もはや兄の翻意は期待できないと感じた球三郎は,道連れ覚悟の戦いを挑むことに.いきなり始まる因縁の兄弟拳法対決,超人としての心眼がなければここまで無茶な勝負を挑むことはできないでしょう.兄と弟,ビクトリーとアストロ,見える者と見えない者がぶつかりあうまさにそのとき! 救いの女神,あるいは雰囲気をわきまえない無粋な女性がその対決に割って入ります.

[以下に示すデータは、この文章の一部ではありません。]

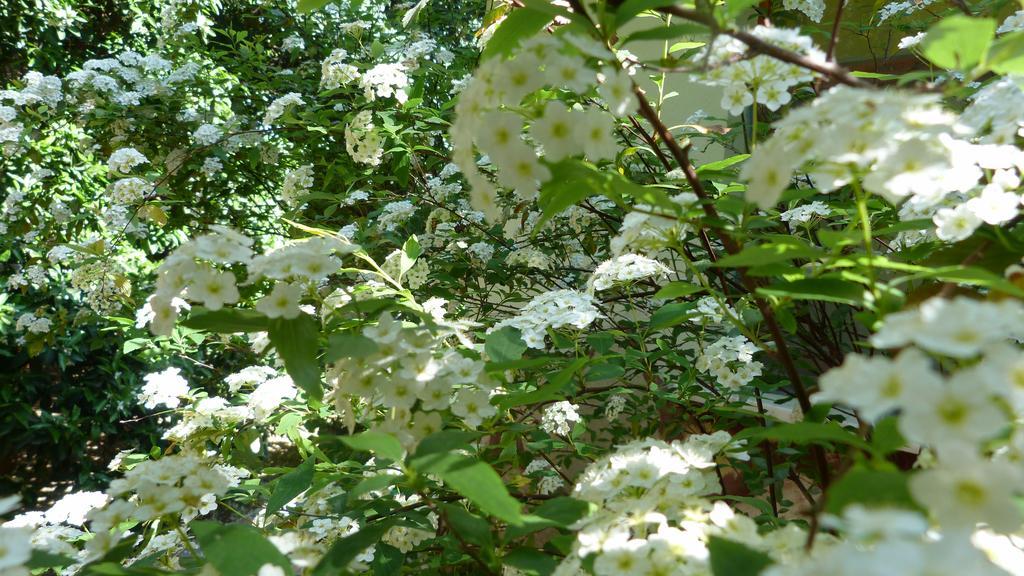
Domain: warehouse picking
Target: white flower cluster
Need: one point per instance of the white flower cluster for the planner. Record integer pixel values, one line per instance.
(308, 544)
(559, 130)
(552, 310)
(652, 516)
(559, 417)
(805, 212)
(123, 160)
(278, 107)
(645, 231)
(335, 72)
(902, 7)
(903, 147)
(384, 81)
(730, 360)
(15, 541)
(129, 78)
(207, 134)
(956, 416)
(128, 191)
(297, 181)
(10, 131)
(759, 79)
(363, 142)
(33, 324)
(164, 388)
(996, 111)
(415, 376)
(182, 484)
(37, 88)
(624, 270)
(393, 214)
(302, 261)
(711, 311)
(293, 42)
(888, 541)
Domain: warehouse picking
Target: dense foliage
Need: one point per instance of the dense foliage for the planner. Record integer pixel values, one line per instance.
(357, 287)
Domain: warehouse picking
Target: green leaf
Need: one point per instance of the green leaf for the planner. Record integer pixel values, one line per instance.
(871, 488)
(378, 443)
(530, 561)
(310, 5)
(296, 340)
(1007, 54)
(444, 441)
(343, 551)
(42, 559)
(474, 480)
(410, 251)
(805, 433)
(729, 558)
(823, 289)
(735, 7)
(722, 164)
(677, 290)
(630, 8)
(237, 548)
(778, 249)
(556, 512)
(226, 321)
(290, 486)
(601, 341)
(958, 42)
(671, 315)
(554, 388)
(504, 344)
(522, 23)
(348, 345)
(472, 528)
(574, 180)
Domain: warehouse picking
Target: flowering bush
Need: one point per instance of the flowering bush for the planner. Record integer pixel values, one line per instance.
(440, 289)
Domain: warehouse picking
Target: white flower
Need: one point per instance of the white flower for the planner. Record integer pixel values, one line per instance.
(878, 385)
(616, 89)
(994, 205)
(594, 129)
(803, 213)
(954, 224)
(283, 301)
(73, 507)
(214, 288)
(960, 328)
(625, 269)
(559, 417)
(207, 134)
(519, 169)
(556, 131)
(472, 406)
(951, 415)
(15, 549)
(278, 107)
(552, 310)
(910, 41)
(123, 160)
(164, 388)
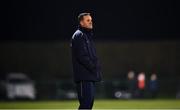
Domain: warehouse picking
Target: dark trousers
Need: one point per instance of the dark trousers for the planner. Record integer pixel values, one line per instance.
(86, 92)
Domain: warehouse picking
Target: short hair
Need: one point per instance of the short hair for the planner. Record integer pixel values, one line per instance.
(81, 15)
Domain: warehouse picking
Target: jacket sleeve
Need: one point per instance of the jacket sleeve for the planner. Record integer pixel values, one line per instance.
(82, 54)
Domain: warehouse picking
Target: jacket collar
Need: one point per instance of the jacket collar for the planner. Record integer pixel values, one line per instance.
(86, 30)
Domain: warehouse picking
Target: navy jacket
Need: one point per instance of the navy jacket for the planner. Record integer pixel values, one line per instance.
(86, 66)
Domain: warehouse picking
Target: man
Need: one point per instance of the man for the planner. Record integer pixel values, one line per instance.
(86, 67)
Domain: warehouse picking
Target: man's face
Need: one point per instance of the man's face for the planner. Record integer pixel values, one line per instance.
(87, 22)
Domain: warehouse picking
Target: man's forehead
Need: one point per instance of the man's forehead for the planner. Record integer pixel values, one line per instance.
(87, 17)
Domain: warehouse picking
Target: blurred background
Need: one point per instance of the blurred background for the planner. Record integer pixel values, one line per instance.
(137, 42)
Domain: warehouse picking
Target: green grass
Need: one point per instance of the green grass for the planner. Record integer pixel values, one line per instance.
(98, 104)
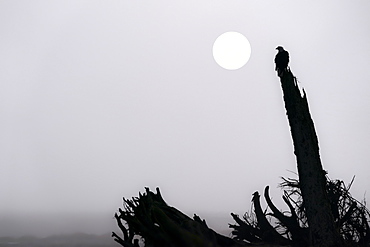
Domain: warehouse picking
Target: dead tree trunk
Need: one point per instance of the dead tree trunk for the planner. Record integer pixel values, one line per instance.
(311, 174)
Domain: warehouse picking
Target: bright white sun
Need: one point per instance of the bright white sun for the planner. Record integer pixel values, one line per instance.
(231, 50)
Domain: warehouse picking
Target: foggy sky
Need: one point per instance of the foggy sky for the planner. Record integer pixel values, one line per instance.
(100, 99)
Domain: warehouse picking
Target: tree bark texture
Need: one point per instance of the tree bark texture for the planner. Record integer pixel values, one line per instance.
(311, 174)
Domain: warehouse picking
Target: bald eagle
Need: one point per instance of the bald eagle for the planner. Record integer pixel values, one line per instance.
(281, 60)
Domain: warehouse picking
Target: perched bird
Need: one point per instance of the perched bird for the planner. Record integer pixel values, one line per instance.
(281, 60)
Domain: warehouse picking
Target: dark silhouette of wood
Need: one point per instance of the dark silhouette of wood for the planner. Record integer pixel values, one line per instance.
(161, 225)
(311, 174)
(321, 211)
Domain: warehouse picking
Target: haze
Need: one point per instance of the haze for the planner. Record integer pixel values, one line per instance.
(100, 99)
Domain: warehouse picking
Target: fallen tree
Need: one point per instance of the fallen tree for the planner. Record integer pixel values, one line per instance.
(321, 211)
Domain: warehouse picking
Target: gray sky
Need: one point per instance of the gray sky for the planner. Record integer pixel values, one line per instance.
(99, 99)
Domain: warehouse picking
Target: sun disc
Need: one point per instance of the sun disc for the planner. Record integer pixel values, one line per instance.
(231, 50)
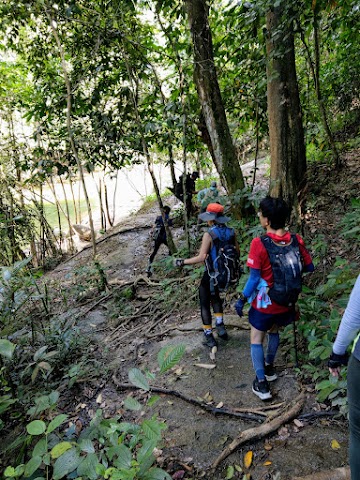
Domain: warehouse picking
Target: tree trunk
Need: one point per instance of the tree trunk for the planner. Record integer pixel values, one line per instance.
(69, 129)
(170, 241)
(287, 149)
(223, 149)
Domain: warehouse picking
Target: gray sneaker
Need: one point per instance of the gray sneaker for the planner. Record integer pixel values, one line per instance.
(209, 340)
(221, 330)
(270, 373)
(262, 389)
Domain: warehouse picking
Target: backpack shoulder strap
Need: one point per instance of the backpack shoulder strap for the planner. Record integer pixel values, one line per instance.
(295, 241)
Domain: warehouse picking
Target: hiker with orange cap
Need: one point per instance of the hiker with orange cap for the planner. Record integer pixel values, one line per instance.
(218, 234)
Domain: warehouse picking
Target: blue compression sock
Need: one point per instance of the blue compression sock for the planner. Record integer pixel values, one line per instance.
(257, 356)
(272, 347)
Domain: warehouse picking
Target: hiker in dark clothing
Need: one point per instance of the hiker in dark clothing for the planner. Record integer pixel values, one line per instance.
(159, 236)
(190, 191)
(348, 333)
(267, 316)
(208, 296)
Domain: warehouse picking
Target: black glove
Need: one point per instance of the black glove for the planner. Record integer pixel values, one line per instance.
(178, 262)
(335, 361)
(239, 305)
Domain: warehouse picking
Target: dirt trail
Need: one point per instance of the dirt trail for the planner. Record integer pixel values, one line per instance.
(195, 437)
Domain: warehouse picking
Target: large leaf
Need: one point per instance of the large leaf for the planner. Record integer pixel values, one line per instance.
(65, 464)
(40, 448)
(168, 357)
(87, 446)
(37, 427)
(124, 457)
(59, 449)
(87, 467)
(6, 348)
(137, 378)
(32, 466)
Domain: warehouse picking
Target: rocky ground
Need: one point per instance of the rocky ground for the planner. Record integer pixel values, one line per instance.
(206, 404)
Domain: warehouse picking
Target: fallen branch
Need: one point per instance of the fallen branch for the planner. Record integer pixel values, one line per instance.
(313, 415)
(342, 473)
(261, 431)
(256, 417)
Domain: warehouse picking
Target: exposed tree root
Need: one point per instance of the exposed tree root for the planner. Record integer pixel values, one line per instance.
(253, 416)
(261, 431)
(342, 473)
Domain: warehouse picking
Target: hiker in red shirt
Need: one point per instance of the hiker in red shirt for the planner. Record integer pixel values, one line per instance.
(276, 261)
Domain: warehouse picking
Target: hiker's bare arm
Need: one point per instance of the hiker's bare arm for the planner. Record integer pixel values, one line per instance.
(203, 253)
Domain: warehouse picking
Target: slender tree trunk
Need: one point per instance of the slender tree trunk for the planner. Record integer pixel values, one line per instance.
(164, 101)
(223, 149)
(170, 241)
(58, 206)
(319, 93)
(287, 149)
(69, 130)
(77, 220)
(71, 244)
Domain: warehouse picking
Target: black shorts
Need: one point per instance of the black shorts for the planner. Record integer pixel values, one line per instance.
(264, 321)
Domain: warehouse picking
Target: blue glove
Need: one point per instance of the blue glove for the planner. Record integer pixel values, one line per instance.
(178, 262)
(239, 305)
(336, 361)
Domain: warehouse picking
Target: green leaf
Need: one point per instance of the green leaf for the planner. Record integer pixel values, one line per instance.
(56, 422)
(32, 466)
(40, 448)
(60, 449)
(87, 467)
(39, 352)
(5, 402)
(168, 357)
(9, 472)
(152, 400)
(124, 457)
(230, 472)
(37, 427)
(87, 446)
(6, 348)
(132, 404)
(137, 378)
(156, 474)
(146, 452)
(65, 464)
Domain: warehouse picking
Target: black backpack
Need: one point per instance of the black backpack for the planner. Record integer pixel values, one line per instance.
(223, 263)
(287, 268)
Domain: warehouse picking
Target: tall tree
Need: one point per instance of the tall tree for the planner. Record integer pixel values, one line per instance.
(223, 148)
(287, 149)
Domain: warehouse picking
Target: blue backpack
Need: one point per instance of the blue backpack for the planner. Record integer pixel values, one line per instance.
(223, 264)
(286, 264)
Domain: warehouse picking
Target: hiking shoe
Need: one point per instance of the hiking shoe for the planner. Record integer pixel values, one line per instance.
(262, 389)
(209, 340)
(222, 331)
(270, 373)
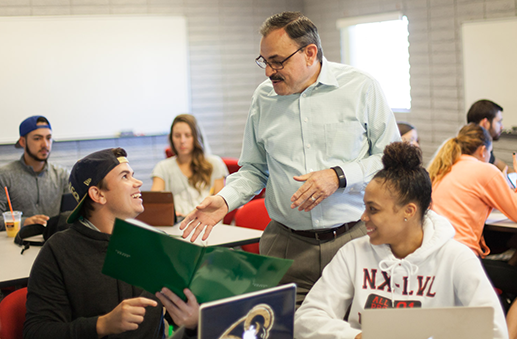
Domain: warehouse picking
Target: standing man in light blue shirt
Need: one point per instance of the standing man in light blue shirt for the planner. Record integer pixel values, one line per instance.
(314, 138)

今や総帥の地位につきこの家の主人である大門と,家と陣流拳法を捨てて外の世界へと逃げ出した球三郎.そして球三郎が未だ隠している2人の間の真実.…言わねば大門に永遠に恨まれる秘密ならば,言えば大門も間違いなく球三郎を許すに違いないということか.彼が隠しているのは,それほどまでに大門に大きな衝撃を与える爆弾のはず.結局勝負は水入りで,大門は弟が苦しむ様が楽しくてたまらない.
アストロを傷つければ弟が苦しむ.それを再認識したであろう大門の特訓は凄まじく,彼を引き込んだ球四郎にすら人間としての丸みが欲しいと感じてしまうほど.球四郎の分析は実に当を得ていて,スーパースターには純粋な勝負強さ以上にファンを惹きつけるに相応しい人格が求められます.そんな意味では,人間味溢れすぎで憎めないアストロ球団の方がずっとスター性は強い.しかしこの問題すら自分の演出でなんとかできると判断する球四郎恐るべし.さすがは超人.何をやらせたってパーフェクト!
結局何も出来ずに戻ることになった球三郎は,実家の門の前でカミソリの竜こと球六に出会います.髪の寝たままの球六に仲間になって欲しいと言い寄るものの,未だに球四郎に乱された心が癒えていない球六はまずはおことわり.その手で人を殺してしまったことを未だに整理できていない彼には,もう少しだけ時間が必要…けれど,人の生き死にを背負っているのは,球六だけではありません.今は別れた球三郎の背にも,ずっと前から重い荷物が負わされているのです.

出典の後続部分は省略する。